Fontes-Oliveira Cibely Cristine, Busquets Sílvia, Toledo Míriam, Penna Fabio, Paz Aylwin Maria, Sirisi Sònia, Silva Ana Paula, Orpí Marcel, García Albert, Sette Angelica, Inês Genovese Maria, Olivan Mireia, López-Soriano Francisco J, Argilés Josep M
Cancer Research Group, Departament de Bioquímica i Biologia Molecular, Facultat de Biologia, Universitat de Barcelona, Diagonal 645 08028-Barcelona, Spain.
Biochim Biophys Acta. 2013 Mar;1830(3):2770-8. doi: 10.1016/j.bbagen.2012.11.009.
Cachexia is a wasting condition that manifests in several types of cancer, and the main characteristic is the profound loss of muscle mass.
The Yoshida AH-130 tumor model has been used and the samples have been analyzed using transmission electronic microscopy, real-time PCR and Western blot techniques.
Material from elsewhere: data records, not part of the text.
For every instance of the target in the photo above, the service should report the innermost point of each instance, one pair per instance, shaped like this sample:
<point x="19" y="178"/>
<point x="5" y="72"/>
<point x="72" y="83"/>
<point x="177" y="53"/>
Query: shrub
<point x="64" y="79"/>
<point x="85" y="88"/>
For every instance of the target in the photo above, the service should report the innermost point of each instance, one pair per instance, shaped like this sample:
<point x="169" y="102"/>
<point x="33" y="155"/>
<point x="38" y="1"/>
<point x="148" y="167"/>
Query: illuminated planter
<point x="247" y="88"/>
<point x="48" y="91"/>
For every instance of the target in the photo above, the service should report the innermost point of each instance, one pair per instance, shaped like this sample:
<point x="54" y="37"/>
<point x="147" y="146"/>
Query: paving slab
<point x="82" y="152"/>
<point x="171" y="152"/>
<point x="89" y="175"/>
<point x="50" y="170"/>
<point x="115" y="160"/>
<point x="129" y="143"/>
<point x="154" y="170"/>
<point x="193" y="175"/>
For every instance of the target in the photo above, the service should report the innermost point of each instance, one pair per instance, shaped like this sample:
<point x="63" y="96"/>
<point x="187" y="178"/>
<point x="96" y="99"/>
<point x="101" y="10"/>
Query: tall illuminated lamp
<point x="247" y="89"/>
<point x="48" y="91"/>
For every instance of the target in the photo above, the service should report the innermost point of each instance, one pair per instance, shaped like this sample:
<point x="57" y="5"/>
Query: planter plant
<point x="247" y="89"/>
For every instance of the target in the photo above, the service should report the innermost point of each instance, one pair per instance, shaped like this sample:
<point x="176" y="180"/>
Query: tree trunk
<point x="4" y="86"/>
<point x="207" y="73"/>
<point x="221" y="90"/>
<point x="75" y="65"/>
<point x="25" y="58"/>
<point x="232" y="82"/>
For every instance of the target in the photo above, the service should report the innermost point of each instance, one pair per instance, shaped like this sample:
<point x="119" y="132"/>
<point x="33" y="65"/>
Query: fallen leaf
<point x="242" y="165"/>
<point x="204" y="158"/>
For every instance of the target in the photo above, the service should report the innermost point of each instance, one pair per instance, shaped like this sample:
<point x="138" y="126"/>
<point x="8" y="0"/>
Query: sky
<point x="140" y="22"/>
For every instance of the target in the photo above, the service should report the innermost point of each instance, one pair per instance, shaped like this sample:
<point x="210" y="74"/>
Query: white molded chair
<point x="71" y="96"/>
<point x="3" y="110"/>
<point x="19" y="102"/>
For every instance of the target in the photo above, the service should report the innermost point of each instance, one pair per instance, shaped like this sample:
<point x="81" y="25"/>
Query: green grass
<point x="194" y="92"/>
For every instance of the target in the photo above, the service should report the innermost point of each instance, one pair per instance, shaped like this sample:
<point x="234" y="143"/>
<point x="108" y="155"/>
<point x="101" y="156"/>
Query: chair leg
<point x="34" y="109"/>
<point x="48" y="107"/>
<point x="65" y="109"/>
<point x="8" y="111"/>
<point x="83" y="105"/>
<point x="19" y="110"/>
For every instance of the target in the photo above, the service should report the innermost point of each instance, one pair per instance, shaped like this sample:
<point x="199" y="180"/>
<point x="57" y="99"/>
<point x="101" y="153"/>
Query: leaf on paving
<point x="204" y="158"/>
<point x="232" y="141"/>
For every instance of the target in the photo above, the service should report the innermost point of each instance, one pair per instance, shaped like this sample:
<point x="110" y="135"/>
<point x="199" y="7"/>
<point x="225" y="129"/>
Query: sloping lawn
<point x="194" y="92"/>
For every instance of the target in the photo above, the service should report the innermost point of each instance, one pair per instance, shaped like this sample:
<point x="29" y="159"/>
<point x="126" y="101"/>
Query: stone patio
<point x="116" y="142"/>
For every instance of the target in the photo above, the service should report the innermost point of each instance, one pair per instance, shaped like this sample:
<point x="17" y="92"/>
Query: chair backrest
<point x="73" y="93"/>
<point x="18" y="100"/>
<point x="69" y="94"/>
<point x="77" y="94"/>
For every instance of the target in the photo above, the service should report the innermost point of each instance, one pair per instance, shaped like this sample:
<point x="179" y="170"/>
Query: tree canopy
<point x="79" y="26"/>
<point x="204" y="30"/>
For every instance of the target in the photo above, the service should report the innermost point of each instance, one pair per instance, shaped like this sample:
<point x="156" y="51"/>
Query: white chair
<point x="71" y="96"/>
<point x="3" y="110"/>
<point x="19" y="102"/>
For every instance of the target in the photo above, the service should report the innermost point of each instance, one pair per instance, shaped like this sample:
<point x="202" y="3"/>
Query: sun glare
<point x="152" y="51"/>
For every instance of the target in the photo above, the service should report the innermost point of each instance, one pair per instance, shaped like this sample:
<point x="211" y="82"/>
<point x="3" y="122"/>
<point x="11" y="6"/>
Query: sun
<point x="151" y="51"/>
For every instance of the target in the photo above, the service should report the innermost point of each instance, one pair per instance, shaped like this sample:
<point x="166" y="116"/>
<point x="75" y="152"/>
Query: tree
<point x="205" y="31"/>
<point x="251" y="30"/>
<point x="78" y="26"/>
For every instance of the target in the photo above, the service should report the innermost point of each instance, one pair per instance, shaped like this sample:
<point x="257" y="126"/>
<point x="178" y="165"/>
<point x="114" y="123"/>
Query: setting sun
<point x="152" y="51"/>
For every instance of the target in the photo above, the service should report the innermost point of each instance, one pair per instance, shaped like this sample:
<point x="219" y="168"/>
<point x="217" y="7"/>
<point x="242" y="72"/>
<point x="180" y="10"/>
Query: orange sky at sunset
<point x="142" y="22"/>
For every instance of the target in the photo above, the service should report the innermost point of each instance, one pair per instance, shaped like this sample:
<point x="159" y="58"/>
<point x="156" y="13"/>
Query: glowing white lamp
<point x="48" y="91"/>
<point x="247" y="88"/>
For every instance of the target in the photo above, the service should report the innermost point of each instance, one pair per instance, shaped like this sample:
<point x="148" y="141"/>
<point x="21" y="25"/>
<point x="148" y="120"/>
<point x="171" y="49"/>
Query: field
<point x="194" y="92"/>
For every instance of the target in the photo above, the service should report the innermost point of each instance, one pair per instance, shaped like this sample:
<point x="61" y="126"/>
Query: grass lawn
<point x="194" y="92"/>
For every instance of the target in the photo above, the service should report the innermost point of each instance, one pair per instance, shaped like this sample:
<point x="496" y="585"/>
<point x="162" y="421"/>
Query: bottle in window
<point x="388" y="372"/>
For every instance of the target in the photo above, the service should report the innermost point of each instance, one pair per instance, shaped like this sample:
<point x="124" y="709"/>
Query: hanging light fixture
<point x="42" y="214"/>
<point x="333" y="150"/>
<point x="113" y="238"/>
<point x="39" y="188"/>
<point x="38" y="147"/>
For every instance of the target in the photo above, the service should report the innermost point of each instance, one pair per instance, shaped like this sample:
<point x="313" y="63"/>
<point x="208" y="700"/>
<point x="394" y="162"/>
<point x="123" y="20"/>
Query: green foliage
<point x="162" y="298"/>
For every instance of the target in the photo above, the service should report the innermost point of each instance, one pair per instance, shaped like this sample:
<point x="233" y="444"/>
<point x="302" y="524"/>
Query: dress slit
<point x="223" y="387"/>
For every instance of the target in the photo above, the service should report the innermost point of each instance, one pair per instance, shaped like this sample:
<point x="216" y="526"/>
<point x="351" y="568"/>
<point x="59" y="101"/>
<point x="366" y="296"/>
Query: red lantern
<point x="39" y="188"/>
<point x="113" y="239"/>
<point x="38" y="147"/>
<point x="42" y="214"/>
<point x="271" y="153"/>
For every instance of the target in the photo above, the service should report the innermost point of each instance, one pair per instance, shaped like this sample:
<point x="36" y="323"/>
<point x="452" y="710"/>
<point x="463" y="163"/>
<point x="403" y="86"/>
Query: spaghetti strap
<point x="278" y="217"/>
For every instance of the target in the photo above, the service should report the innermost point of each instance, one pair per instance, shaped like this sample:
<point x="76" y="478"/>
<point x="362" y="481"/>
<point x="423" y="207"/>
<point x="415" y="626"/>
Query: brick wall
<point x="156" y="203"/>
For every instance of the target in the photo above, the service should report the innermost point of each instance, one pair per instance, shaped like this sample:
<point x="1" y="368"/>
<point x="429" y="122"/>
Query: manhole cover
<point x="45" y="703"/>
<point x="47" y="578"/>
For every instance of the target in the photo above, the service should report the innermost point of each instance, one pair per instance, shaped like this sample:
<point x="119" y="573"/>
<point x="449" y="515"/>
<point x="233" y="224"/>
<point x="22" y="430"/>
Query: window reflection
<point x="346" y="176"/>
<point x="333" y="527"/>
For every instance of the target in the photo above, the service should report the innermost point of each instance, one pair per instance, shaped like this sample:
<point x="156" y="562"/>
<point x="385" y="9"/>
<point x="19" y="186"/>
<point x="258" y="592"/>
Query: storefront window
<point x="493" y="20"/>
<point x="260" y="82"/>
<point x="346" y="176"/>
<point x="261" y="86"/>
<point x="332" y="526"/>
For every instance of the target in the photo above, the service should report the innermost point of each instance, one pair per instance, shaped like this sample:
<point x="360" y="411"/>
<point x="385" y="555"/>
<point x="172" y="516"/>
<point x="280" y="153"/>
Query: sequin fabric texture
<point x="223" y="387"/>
Using in vivo cancer cachectic model in rats, here we show that skeletal muscle loss is accompanied by fiber morphologic alterations such as mitochondrial disruption, dilatation of sarcoplasmic reticulum and apoptotic nuclei. Analyzing the expression of some factors related to proteolytic and thermogenic processes, we observed in tumor-bearing animals an increased expression of genes involved in proteolysis such as ubiquitin ligases Muscle Ring Finger 1 (MuRF-1) and Muscle Atrophy F-box protein (MAFBx). Moreover, an overexpression of both sarco/endoplasmic Ca(2+)-ATPase (SERCA1) and adenine nucleotide translocator (ANT1), both factors related to cellular energetic efficiency, was observed. Tumor burden also leads to a marked decreased in muscle ATP content.
In addition to muscle proteolysis, other ATP-related pathways may have a key role in muscle wasting, both directly by increasing energetic inefficiency, and indirectly, by affecting the sarcoplasmic reticulum-mitochondrial assembly that is essential for muscle function and homeostasis.
The present study reports profound morphological changes in cancer cachectic muscle, which are visualized mainly in alterations in sarcoplasmic reticulum and mitochondria. These alterations are linked to pathways that can account for energy inefficiency associated with cancer cachexia.
恶病质是一种在多种癌症中出现的消耗性病症,其主要特征是肌肉量严重减少。
使用吉田AH - 130肿瘤模型,并采用透射电子显微镜、实时聚合酶链反应和蛋白质免疫印迹技术对样本进行分析。
通过使用大鼠体内癌症恶病质模型,我们在此表明骨骼肌损失伴随着纤维形态学改变,如线粒体破坏、肌浆网扩张和凋亡细胞核。在分析与蛋白水解和产热过程相关的一些因子的表达时,我们在荷瘤动物中观察到参与蛋白水解的基因如泛素连接酶肌肉环指蛋白1(MuRF - 1)和肌肉萎缩F盒蛋白(MAFBx)的表达增加。此外,还观察到肌浆/内质网Ca(2 +) - ATP酶(SERCA1)和腺嘌呤核苷酸转位酶(ANT1)这两个与细胞能量效率相关的因子均有过表达。肿瘤负荷还导致肌肉ATP含量显著降低。
除了肌肉蛋白水解外,其他与ATP相关的途径可能在肌肉消耗中起关键作用,既直接通过增加能量低效,又间接通过影响对肌肉功能和内环境稳定至关重要的肌浆网 - 线粒体装配。
本研究报告了癌症恶病质肌肉中深刻的形态学变化,主要表现为肌浆网和线粒体的改变。这些改变与可解释与癌症恶病质相关的能量低效的途径有关。